Les magasins hard discount ne sont pas les moins chers sur les premiers prix

13,4 +13,4%
Le panier des produits « 1er prix » chez les hard discounters (116
euros) est 13,4% plus cher que dans les supermarchés.

Une étude de l'association Familles rurales révèle que les supermarchés et les hyper offrent l'entrée de gamme la plus accessible. En outre, elle montre que l'inflation sur les articles d'entrée de gamme (+7%) est encore plus forte chez les hard-discounters (Aldi, Lidl, Netto et Leader Price).

Le hard discount, où les produits sont censés être plus accessibles pour le consommateur, s'avère être plus cher que la grande distribution, selon une étude de l'association Familles rurales. 
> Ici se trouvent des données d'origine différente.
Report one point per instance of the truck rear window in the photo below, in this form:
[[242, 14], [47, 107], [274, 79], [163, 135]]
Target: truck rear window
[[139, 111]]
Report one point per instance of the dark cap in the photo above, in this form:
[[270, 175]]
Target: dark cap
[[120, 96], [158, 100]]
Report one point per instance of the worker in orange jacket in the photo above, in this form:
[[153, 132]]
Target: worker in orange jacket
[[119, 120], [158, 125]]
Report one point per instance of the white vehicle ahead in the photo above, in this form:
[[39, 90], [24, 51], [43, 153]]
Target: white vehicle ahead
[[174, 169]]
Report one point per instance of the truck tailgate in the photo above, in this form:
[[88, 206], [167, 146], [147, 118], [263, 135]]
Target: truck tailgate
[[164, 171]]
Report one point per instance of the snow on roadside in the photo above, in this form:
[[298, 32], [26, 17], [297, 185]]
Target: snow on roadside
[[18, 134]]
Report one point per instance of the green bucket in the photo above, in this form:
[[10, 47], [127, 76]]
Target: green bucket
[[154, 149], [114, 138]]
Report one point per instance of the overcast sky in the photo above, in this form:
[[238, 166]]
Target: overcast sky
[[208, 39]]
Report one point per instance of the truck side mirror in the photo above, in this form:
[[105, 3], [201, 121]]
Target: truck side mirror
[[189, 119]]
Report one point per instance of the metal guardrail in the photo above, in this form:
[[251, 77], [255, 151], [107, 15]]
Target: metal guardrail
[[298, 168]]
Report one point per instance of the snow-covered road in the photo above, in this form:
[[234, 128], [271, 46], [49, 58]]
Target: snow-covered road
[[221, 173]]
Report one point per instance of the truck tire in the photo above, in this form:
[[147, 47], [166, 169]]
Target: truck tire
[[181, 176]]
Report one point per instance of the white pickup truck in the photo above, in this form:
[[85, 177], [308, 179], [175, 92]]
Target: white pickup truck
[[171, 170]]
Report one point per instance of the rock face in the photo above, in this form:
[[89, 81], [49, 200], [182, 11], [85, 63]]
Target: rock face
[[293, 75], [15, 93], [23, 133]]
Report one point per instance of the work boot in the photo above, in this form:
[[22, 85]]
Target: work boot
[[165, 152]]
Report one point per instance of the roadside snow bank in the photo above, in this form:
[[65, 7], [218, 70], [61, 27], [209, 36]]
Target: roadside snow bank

Le hard discount n’est pas meilleur marché sur les premiers prix

Les temps changent. Ces magasins à bas prix ne seraient plus aussi intéressants qu'il y paraît pour les personnes au budget restreint. L’Observatoire des prix 2018, relayée par Le Parisien, jeudi 21 février, révèle ainsi que le panier des produits « 1er prix » est évalué à 98,10 euros (en hausse de 6,2 %) dans les hypermarchés et à 100 euros (+ 7,8 %) dans les supermarchés alors qu'il atteint 116 euros (+ 13,4 %) chez les hard discounters !

Surprise donc, Lidl, Aldi ou Netto ne sont donc plus aussi avantageuses qu'elles pouvaient l'être à leur arrivée en France dans les années 90. Pour mener à bien son étude, l'association a analysé les tarifs pratiqués dans 82 magasins répartis dans 35 départements différents entre janvier et novembre 2018. 

Les hard discount ont quand même la cote chez certains

Dans le détail, un ensemble de biscuits et confiseries "petits prix" coûteront 7,50 euros dans les supermarchés, 8,50 euros dans les hypermarchés et 9,30 euros pour les hard discounts. Malgré tout, certains clients affirment que cela reste intéressant de se rendre dans un magasin discount, notamment parce que les tentations sont moins grandes que dans les hyper où on trouve de tout. Les promotions à l’entrée des hyper ou en tête de gondole poussent les consommateurs à acheter des produits qu’ils n’avaient pas prévu d’acheter et, au final, ils dépensent plus. 

Au final, cette augmentation des prix est logique puisque les hard-discounts se repositionnent depuis quelques années sur une montée en gamme des produits. Et, dans le même temps, les super et hypermarchés, qui avaient dû faire face à l'arrivée de ces magasins, en lançant des articles à bas coûts, les ont conservés.